Consistency guarantees for persistent memory are accomplished using processor semantics and mechanisms:
- A write through operation (e.g., a temporal move) that is written directly to memory.
- Memory fences that ensure strict ordering of operations before the fence relative to operations after the fence.
- Cache line flushes. The CPU stores memory inside the processor while it is acting upon it. In fact, a modern CPU has multiple levels of memory. The most expensive (and smallest) will be the Level 1 cache. It’s also the fastest. L2 cache is larger and slower than L1 cache. L3 cache is typically shared with all CPUs on the processor; it is the largest and slowest of the caches.

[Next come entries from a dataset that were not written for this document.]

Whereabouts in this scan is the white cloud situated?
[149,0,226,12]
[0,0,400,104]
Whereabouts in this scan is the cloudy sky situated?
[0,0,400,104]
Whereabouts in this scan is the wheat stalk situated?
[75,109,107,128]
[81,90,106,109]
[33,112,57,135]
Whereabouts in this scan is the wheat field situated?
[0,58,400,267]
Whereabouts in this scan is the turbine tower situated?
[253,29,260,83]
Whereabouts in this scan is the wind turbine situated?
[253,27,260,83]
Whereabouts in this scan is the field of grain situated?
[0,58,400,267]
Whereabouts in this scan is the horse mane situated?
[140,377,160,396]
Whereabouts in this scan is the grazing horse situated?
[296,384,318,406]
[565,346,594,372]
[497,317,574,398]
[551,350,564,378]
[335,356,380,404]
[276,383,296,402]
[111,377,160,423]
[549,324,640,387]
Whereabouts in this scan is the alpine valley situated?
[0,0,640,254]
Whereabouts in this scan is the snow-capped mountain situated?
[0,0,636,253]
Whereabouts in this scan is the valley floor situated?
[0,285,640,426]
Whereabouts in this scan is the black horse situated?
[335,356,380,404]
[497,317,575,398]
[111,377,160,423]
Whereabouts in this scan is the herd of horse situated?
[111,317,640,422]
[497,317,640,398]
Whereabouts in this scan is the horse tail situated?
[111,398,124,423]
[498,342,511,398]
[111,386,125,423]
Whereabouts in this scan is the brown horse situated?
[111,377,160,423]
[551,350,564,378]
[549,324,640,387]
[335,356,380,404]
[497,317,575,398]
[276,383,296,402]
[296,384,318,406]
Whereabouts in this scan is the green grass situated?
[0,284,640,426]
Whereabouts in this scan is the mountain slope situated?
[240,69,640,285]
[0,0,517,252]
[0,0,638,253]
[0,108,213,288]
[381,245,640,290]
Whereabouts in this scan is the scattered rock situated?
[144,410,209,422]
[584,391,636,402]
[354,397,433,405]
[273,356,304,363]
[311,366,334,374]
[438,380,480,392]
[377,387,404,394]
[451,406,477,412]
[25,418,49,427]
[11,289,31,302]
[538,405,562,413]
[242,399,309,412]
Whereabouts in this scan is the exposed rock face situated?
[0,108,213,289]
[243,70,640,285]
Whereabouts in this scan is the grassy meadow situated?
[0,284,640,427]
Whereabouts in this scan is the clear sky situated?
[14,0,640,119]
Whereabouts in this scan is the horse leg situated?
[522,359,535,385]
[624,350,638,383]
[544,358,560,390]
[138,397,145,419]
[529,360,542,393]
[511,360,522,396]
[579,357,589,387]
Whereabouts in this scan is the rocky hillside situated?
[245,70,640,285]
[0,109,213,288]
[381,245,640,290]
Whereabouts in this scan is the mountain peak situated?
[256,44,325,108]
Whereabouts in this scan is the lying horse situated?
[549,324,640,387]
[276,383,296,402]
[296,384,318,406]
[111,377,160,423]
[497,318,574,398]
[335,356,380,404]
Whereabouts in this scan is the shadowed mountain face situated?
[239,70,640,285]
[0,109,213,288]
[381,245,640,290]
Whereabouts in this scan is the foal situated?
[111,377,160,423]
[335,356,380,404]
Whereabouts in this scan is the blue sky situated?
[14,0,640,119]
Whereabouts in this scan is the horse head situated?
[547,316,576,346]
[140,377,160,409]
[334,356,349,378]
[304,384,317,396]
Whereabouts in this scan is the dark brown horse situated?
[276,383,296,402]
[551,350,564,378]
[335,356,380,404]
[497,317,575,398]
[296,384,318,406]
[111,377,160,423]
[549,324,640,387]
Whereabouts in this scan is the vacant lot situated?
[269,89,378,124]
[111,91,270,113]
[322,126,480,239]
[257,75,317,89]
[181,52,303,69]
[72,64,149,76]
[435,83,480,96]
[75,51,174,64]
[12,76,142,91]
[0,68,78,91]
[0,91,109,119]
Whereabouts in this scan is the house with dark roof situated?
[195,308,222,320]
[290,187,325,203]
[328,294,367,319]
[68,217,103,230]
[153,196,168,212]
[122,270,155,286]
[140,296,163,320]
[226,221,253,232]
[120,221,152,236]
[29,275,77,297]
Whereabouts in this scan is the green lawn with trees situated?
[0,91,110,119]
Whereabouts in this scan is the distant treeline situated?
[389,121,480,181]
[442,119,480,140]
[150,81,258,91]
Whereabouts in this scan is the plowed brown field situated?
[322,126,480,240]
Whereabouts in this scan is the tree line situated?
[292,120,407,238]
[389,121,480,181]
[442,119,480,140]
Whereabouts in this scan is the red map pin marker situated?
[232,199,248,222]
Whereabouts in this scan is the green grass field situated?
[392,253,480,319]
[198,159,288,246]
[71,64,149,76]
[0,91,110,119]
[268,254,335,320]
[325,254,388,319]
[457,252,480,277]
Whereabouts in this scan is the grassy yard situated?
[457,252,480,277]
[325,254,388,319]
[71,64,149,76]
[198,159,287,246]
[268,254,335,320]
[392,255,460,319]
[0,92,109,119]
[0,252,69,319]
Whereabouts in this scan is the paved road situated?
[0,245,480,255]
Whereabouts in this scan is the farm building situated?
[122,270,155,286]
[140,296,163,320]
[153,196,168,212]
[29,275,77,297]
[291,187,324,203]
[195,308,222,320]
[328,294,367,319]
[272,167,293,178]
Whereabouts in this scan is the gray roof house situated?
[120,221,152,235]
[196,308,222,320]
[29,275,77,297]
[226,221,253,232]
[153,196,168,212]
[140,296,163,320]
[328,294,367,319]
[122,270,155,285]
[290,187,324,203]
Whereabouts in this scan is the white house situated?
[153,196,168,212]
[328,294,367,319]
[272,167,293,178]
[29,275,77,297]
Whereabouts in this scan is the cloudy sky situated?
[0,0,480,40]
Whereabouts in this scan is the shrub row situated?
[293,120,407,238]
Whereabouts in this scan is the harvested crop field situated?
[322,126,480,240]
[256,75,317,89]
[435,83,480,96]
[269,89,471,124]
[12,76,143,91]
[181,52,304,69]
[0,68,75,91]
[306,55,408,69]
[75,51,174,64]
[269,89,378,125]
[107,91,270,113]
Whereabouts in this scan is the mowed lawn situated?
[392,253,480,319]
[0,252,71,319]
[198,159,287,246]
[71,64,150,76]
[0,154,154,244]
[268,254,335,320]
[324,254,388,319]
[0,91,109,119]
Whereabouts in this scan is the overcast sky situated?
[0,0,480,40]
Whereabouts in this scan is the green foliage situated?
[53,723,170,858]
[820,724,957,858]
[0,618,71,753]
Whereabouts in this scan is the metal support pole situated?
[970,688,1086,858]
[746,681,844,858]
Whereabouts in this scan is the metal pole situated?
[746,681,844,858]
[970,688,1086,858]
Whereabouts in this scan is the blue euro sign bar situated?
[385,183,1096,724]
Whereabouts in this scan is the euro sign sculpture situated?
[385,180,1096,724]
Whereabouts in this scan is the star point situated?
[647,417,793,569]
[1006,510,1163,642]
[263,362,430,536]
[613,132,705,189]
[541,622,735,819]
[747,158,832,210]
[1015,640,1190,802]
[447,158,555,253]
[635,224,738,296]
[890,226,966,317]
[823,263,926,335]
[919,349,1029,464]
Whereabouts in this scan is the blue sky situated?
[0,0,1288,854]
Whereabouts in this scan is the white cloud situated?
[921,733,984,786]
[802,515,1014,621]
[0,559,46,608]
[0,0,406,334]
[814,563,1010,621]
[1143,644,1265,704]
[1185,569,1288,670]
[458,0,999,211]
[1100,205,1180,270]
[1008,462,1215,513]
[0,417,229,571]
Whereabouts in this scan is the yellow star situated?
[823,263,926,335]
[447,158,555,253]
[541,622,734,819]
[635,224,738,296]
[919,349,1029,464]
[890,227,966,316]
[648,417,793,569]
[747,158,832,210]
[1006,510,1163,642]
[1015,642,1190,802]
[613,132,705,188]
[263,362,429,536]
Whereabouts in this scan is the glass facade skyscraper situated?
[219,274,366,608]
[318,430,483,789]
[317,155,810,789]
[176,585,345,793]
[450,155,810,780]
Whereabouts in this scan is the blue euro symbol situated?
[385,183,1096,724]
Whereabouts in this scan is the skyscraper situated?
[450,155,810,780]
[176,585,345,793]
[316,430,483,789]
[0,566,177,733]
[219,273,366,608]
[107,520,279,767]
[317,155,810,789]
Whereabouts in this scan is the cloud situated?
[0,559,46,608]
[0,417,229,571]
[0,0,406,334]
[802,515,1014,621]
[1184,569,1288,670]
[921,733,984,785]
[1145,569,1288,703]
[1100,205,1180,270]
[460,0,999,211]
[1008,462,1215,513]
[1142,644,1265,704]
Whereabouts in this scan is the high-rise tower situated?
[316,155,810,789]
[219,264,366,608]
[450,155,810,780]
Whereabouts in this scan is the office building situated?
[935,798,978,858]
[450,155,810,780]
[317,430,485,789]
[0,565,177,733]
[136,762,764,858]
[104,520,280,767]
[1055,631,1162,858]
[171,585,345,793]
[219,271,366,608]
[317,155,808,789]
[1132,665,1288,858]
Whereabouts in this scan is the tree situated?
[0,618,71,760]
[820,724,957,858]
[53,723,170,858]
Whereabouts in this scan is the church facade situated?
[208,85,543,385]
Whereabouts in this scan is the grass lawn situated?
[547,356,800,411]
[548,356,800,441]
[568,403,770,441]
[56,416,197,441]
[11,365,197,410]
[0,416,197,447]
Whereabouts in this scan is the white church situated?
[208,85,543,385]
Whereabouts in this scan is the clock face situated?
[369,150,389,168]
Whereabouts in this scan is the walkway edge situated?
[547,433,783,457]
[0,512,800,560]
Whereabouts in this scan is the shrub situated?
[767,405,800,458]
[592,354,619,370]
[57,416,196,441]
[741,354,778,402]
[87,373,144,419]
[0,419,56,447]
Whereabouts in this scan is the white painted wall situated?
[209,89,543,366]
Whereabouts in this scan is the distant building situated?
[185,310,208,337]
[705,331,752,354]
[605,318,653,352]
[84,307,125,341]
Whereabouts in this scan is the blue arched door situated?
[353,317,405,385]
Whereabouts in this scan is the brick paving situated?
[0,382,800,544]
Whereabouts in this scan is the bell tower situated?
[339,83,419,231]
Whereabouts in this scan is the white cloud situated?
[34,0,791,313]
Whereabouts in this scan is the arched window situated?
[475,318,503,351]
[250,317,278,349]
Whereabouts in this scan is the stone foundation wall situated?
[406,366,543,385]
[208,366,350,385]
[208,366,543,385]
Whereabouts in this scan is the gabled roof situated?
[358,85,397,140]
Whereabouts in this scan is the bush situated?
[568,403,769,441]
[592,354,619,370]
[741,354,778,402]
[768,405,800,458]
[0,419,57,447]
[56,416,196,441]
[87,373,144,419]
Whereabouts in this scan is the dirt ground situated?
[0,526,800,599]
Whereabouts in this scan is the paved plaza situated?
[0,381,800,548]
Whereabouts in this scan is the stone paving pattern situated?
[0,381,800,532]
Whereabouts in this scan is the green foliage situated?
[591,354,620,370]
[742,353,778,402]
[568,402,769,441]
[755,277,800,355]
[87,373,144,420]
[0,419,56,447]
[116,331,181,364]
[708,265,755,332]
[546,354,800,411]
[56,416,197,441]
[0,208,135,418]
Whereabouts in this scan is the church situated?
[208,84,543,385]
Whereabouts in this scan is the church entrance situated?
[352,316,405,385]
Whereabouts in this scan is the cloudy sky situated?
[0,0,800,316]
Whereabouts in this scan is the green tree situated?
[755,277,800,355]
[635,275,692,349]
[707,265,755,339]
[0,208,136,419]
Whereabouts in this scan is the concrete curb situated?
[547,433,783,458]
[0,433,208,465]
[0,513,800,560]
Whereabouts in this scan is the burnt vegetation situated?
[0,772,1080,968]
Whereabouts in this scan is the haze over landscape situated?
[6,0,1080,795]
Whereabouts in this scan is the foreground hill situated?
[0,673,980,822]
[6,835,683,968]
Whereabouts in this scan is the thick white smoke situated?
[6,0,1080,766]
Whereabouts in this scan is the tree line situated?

For storage people, some of this is familiar and some of it is different – instead of worrying about storage stack semantics we’re now worrying about processor cache semantics. One upside is that processor semantics are more rigidly enforced than storage semantics (e.g., disk drives that lie and say that the data has been written when it hasn’t.) One downside is that it’s a new failure domain. For anyone used to working with persistent storage, understanding the failure domain is vital. I suspect it is also different for people used to thinking about the processor perspective, since persistence isn’t usually something you have to reason about.
Mnemosyne implemented a persistent heap allocator, a modified version of Intel’s STM Compiler (we’ll see later that others had to move that work to other compilers because it is now abandoned), a logging mechanism, a persistent region mechanism, a transactional system (based upon TinySTM).
Their results are, of course, good. After all, if they had not been good, they wouldn’t have been published. They outperform BerkeleyDB (for some metrics). They demonstrated a fast and persistent red-black tree implementation. They show the benefits of asynchronous truncation.
Mnemosyne was a useful contribution because it was an early exploration into considering how we should use byte-addressable non-volatile memory. The library they built is used in future work as well, and this is a heavily cited paper.